African American History Resources

Special Collections and Archives houses several manuscript, archival and print collections that contain records and information relevant to the study of African American history. They are especially rich in material concerning 19th century African Americans, both in Maine and nationwide.

Antislavery Materials at Bowdoin College : A Finding Aid, edited by Angela M. Leonard and published by the College in 1992, will provide researchers with an outline of much of the material available to them. This work is available through InterLibrary Loan.

This site describes those collections that contain extensive information; the collections that, although not directly concerning black America, do relate to its study; and small caches of material or individual items that could be of interest to researchers. (See the Civil War Resource Guide for related material.)

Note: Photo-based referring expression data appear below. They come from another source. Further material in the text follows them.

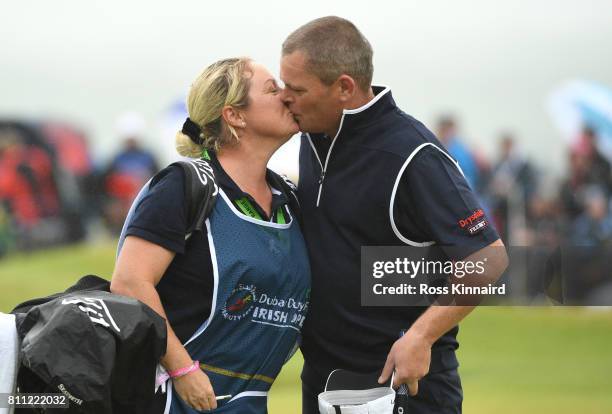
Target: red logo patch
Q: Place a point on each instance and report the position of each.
(474, 223)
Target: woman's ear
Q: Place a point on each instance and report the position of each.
(233, 117)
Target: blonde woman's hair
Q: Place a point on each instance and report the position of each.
(221, 84)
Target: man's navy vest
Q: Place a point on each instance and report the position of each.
(346, 196)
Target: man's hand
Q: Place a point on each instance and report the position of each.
(410, 356)
(196, 390)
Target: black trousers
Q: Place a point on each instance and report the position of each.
(439, 393)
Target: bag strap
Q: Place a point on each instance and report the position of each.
(287, 187)
(201, 191)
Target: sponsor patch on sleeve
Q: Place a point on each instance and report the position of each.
(475, 223)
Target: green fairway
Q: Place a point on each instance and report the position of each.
(513, 360)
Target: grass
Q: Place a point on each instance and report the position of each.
(513, 360)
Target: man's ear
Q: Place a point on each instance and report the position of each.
(347, 87)
(232, 117)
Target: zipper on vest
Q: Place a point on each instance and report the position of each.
(324, 167)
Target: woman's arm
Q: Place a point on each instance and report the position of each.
(139, 268)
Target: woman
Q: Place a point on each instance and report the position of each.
(234, 297)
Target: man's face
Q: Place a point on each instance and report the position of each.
(316, 106)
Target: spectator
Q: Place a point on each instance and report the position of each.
(447, 134)
(127, 172)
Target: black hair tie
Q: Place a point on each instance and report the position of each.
(193, 131)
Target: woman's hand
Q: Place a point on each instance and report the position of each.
(196, 390)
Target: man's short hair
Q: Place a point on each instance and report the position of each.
(333, 46)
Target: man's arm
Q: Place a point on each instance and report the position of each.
(410, 356)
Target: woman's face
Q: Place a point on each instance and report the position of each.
(266, 115)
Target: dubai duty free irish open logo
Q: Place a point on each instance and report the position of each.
(240, 303)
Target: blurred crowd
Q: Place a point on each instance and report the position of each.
(52, 189)
(559, 230)
(53, 192)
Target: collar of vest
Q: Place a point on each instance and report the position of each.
(353, 119)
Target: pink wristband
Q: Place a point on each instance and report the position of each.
(184, 371)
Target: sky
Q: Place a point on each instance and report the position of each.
(493, 64)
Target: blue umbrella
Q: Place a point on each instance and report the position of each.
(580, 102)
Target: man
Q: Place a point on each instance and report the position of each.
(372, 175)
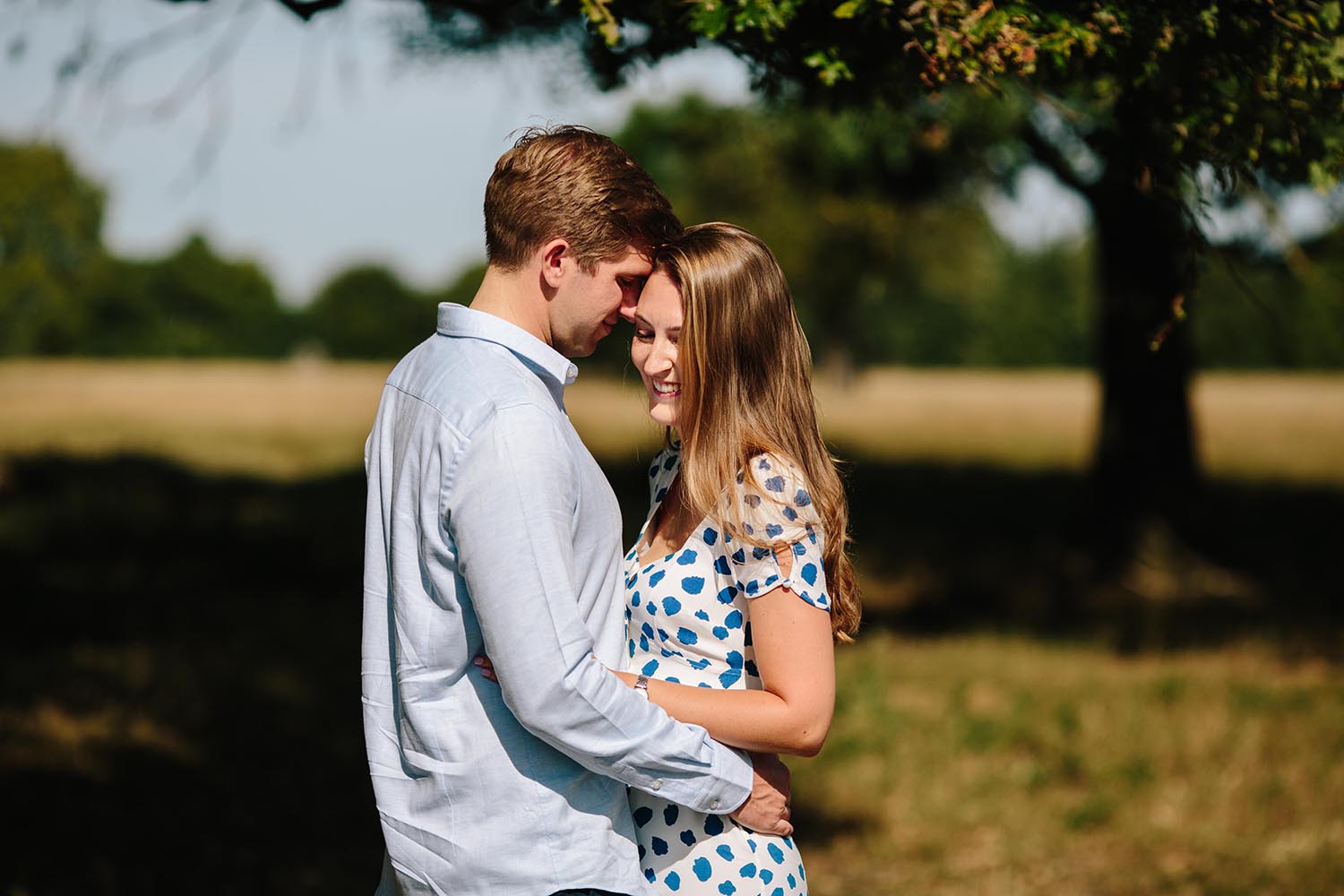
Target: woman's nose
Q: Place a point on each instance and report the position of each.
(660, 358)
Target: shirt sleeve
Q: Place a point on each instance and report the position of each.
(510, 505)
(776, 511)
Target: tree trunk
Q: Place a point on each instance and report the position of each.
(1144, 463)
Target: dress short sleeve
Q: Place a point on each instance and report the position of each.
(777, 511)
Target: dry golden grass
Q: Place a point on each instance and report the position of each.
(999, 766)
(298, 418)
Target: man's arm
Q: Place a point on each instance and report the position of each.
(510, 505)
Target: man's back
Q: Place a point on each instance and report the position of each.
(470, 799)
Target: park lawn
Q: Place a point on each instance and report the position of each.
(293, 419)
(991, 764)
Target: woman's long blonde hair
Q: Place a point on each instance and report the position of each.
(746, 390)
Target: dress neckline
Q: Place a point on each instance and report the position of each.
(642, 559)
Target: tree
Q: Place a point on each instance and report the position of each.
(50, 246)
(188, 304)
(1131, 99)
(875, 220)
(368, 314)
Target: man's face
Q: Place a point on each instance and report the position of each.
(588, 306)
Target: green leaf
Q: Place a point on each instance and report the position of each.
(1331, 13)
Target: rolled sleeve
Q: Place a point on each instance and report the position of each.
(510, 506)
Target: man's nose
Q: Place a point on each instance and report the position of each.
(628, 304)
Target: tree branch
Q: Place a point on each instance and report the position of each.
(1053, 159)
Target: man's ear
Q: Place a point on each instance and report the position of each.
(556, 261)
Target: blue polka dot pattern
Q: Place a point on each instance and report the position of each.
(688, 619)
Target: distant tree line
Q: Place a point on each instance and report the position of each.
(925, 281)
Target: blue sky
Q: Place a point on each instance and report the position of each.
(332, 147)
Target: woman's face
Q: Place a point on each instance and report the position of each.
(658, 327)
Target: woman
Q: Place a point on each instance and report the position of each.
(739, 579)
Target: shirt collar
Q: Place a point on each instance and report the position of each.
(553, 367)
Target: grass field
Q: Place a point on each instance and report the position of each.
(996, 766)
(180, 651)
(293, 419)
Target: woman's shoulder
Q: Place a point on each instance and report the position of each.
(773, 498)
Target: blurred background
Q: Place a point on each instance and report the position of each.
(1090, 403)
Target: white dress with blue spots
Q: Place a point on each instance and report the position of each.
(687, 619)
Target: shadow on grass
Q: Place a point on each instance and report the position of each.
(180, 653)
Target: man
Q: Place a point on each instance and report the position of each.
(491, 530)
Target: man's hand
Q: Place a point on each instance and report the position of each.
(766, 810)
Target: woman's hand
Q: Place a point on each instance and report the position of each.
(487, 668)
(483, 662)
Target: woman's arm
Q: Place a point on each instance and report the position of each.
(795, 656)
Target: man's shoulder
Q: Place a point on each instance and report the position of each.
(470, 381)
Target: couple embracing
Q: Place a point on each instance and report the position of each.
(542, 713)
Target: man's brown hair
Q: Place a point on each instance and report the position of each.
(570, 183)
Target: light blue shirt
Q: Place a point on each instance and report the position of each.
(491, 528)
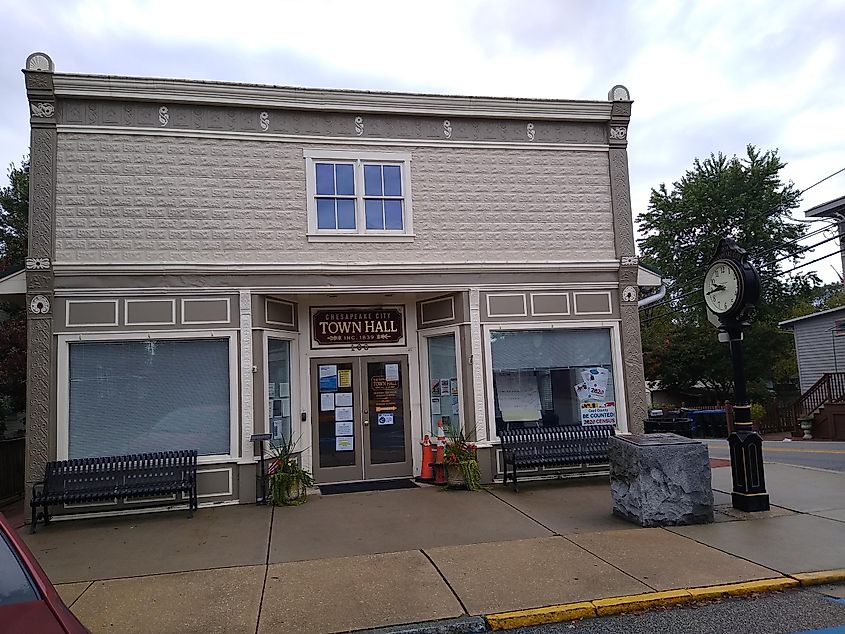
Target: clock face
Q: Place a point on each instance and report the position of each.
(722, 287)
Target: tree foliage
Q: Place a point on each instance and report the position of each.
(745, 199)
(14, 217)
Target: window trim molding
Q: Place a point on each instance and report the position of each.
(63, 383)
(361, 233)
(620, 386)
(293, 367)
(425, 388)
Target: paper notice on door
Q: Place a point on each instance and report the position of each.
(344, 378)
(519, 397)
(328, 378)
(342, 413)
(582, 390)
(596, 375)
(344, 443)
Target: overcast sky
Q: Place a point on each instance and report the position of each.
(705, 76)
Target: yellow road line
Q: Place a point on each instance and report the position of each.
(636, 602)
(818, 578)
(786, 450)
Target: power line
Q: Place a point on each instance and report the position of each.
(693, 275)
(785, 257)
(762, 279)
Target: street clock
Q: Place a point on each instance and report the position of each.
(731, 284)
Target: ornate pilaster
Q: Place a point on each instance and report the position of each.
(477, 367)
(247, 405)
(40, 417)
(623, 229)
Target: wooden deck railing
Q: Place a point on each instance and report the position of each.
(830, 388)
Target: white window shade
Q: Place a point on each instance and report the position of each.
(151, 395)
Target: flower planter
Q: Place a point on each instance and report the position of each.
(455, 477)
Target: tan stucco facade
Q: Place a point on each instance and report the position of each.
(176, 210)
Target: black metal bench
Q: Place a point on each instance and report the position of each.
(84, 480)
(563, 446)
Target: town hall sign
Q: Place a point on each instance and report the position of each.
(357, 325)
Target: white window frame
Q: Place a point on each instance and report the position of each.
(296, 420)
(358, 160)
(615, 358)
(63, 383)
(425, 388)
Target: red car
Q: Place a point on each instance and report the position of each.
(28, 601)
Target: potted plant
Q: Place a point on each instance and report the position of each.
(461, 460)
(288, 481)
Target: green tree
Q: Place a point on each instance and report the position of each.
(745, 199)
(14, 216)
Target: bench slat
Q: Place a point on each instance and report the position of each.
(110, 478)
(562, 446)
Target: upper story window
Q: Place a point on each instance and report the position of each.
(358, 195)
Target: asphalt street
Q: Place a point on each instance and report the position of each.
(816, 454)
(791, 612)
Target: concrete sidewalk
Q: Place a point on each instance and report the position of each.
(367, 560)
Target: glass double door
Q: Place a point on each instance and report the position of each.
(360, 421)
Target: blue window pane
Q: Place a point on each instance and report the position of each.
(345, 180)
(372, 180)
(345, 213)
(392, 180)
(375, 214)
(325, 213)
(325, 179)
(392, 213)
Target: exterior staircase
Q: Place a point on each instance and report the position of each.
(824, 404)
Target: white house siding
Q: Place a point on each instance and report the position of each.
(814, 346)
(147, 199)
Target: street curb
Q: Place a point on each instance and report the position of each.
(818, 578)
(460, 625)
(635, 602)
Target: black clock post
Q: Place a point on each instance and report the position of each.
(731, 292)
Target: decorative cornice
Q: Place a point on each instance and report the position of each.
(232, 94)
(38, 264)
(332, 139)
(213, 268)
(42, 109)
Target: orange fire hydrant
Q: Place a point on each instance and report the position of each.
(427, 468)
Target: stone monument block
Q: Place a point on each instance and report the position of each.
(660, 480)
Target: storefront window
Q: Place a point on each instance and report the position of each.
(552, 377)
(152, 395)
(444, 391)
(278, 389)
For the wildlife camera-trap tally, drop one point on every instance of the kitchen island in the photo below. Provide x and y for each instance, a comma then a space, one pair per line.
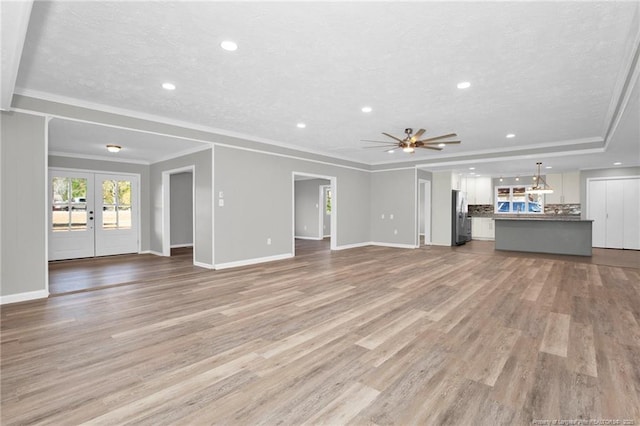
544, 234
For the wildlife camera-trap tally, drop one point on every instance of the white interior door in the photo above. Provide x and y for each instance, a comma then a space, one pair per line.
116, 226
615, 214
71, 218
598, 212
92, 214
631, 193
427, 212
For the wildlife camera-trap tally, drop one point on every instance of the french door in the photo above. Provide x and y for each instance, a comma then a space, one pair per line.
92, 214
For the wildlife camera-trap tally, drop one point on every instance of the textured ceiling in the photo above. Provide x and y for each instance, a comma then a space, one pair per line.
550, 72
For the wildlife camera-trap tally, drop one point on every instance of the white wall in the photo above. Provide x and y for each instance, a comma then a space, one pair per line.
393, 207
259, 204
23, 218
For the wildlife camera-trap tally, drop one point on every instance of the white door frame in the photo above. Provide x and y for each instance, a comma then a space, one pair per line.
96, 172
166, 208
426, 210
334, 207
322, 210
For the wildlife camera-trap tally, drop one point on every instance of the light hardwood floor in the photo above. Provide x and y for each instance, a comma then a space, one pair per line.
363, 336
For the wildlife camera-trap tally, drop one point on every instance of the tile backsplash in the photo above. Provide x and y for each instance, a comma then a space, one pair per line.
549, 209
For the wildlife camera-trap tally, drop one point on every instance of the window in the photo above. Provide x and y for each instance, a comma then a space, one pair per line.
514, 199
69, 204
116, 204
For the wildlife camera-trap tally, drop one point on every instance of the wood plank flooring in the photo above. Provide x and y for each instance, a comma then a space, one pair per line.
371, 335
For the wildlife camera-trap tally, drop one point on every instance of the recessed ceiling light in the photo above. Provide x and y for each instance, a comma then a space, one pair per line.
229, 45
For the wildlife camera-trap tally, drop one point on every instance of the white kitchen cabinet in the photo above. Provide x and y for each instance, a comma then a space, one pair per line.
614, 207
566, 188
483, 190
571, 188
479, 190
482, 228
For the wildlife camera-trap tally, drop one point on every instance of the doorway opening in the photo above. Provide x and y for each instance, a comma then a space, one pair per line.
424, 212
92, 214
314, 213
178, 212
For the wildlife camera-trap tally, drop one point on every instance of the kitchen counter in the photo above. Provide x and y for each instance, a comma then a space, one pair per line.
544, 234
562, 218
529, 216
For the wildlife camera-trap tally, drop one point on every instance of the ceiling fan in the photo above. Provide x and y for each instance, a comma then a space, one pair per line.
412, 141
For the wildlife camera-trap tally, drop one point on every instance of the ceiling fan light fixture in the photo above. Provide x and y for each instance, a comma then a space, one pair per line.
229, 45
540, 187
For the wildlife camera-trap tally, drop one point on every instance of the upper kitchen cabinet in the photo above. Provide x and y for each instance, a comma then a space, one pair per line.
479, 190
566, 188
484, 190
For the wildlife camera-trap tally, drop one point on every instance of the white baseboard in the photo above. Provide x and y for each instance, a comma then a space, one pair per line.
23, 297
356, 245
203, 265
247, 262
394, 245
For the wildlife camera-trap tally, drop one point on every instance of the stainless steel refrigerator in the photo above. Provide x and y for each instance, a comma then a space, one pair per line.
460, 222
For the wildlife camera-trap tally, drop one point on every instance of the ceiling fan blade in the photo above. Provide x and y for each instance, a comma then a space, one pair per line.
438, 143
384, 142
417, 135
439, 137
391, 136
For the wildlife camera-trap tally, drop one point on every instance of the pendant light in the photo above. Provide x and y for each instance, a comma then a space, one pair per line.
540, 186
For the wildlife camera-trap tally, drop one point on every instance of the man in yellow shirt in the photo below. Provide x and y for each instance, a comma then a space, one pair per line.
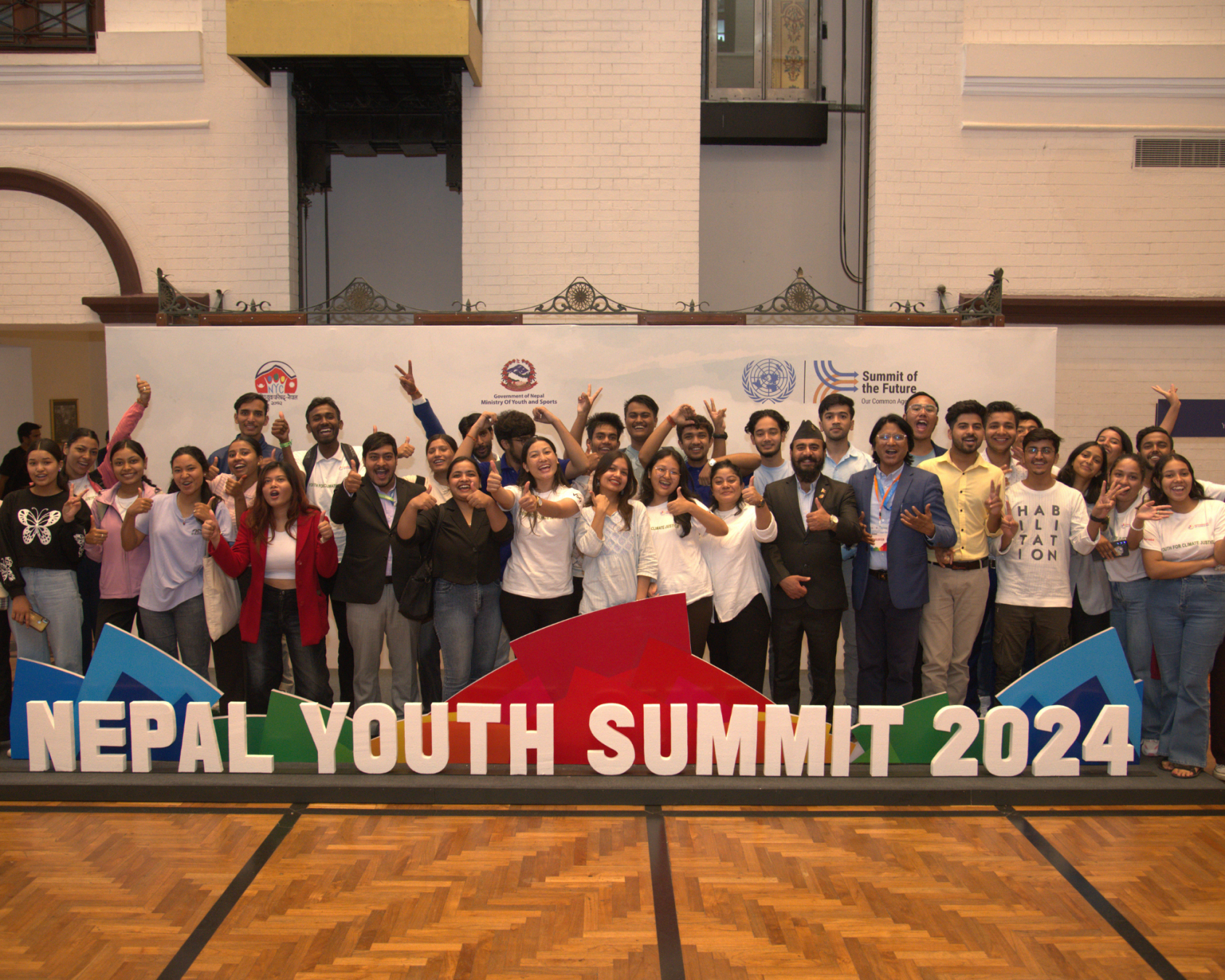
958, 577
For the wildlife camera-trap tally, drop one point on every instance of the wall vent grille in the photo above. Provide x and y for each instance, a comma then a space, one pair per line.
1173, 152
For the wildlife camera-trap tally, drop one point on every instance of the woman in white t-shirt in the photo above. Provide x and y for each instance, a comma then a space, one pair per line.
1130, 587
537, 582
678, 522
739, 636
1185, 556
614, 542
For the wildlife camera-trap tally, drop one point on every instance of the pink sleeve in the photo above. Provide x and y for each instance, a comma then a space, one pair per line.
123, 430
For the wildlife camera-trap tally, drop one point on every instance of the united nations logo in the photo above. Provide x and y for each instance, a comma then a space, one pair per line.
769, 380
518, 375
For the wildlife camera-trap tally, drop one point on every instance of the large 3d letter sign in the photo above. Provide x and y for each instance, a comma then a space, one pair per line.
644, 702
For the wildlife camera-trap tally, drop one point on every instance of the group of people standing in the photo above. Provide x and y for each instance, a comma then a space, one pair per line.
945, 570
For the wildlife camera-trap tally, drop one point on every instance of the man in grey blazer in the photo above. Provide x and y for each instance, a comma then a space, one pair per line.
815, 517
375, 570
902, 515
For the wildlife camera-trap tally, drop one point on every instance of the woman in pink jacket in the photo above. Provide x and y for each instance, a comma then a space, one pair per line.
121, 571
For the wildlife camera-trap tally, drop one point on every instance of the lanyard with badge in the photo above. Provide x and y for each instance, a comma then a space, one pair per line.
880, 542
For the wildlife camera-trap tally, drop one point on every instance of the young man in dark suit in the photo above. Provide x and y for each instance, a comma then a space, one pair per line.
903, 513
375, 570
815, 516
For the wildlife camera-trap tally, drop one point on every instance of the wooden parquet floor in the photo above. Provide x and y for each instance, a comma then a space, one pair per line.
385, 892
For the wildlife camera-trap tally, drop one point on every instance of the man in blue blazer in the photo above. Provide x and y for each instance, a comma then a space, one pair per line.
902, 515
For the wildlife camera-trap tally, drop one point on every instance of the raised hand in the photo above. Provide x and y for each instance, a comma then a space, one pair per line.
683, 413
794, 586
681, 505
1170, 395
407, 381
587, 401
1150, 511
71, 507
352, 479
1009, 523
425, 502
920, 521
817, 518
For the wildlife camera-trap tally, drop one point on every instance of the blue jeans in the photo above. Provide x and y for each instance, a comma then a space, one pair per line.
1128, 615
52, 593
279, 618
181, 631
468, 621
1187, 619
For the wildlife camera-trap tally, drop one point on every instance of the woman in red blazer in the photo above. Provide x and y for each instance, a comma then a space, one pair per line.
288, 544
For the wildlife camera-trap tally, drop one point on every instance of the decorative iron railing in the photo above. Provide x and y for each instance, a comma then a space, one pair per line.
361, 303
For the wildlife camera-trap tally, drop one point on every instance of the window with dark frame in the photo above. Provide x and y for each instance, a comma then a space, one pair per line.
51, 25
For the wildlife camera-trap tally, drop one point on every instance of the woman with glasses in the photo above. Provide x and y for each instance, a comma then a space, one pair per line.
678, 522
1185, 556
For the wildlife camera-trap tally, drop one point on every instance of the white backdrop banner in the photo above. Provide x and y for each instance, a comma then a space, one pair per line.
199, 372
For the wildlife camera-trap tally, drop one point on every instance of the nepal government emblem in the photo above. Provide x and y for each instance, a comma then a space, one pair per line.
518, 375
769, 380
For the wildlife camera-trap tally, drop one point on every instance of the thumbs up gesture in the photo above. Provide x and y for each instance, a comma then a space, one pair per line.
353, 481
819, 517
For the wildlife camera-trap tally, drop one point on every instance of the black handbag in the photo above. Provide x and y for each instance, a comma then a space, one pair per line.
417, 600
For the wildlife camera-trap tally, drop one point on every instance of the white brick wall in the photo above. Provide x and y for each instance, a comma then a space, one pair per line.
1062, 212
582, 152
212, 206
49, 258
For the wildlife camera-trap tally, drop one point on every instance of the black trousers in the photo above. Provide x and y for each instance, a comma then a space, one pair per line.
888, 645
229, 659
120, 613
788, 630
522, 615
739, 645
700, 624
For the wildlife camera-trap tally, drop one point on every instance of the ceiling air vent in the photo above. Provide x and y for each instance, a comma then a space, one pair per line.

The list will be updated as new items are identified or acquired.


This guide is divided into:


African American Collections

Collections specifically assembled around African American subjects or individuals

  • African American Archives [M253]:
    This small (0.25 linear feet) collection, compiled in 1985, includes published articles, newspaper clippings, informational lists and other miscellaneous materials concerning slavery, abolitionism, and African American life, primarily in Maine and New England.

  • John Brown Russwurm Material:
    0.25 linear feet of material relating to Bowdoin's first African American graduate, founder of the first black newspaper, Freedom's Journal, and, later, governor of the Maryland Colony in Liberia. His commencement part, "The Condition and Prospects of Hayti [sic]" is part of the 1826 Class Records in the Archives.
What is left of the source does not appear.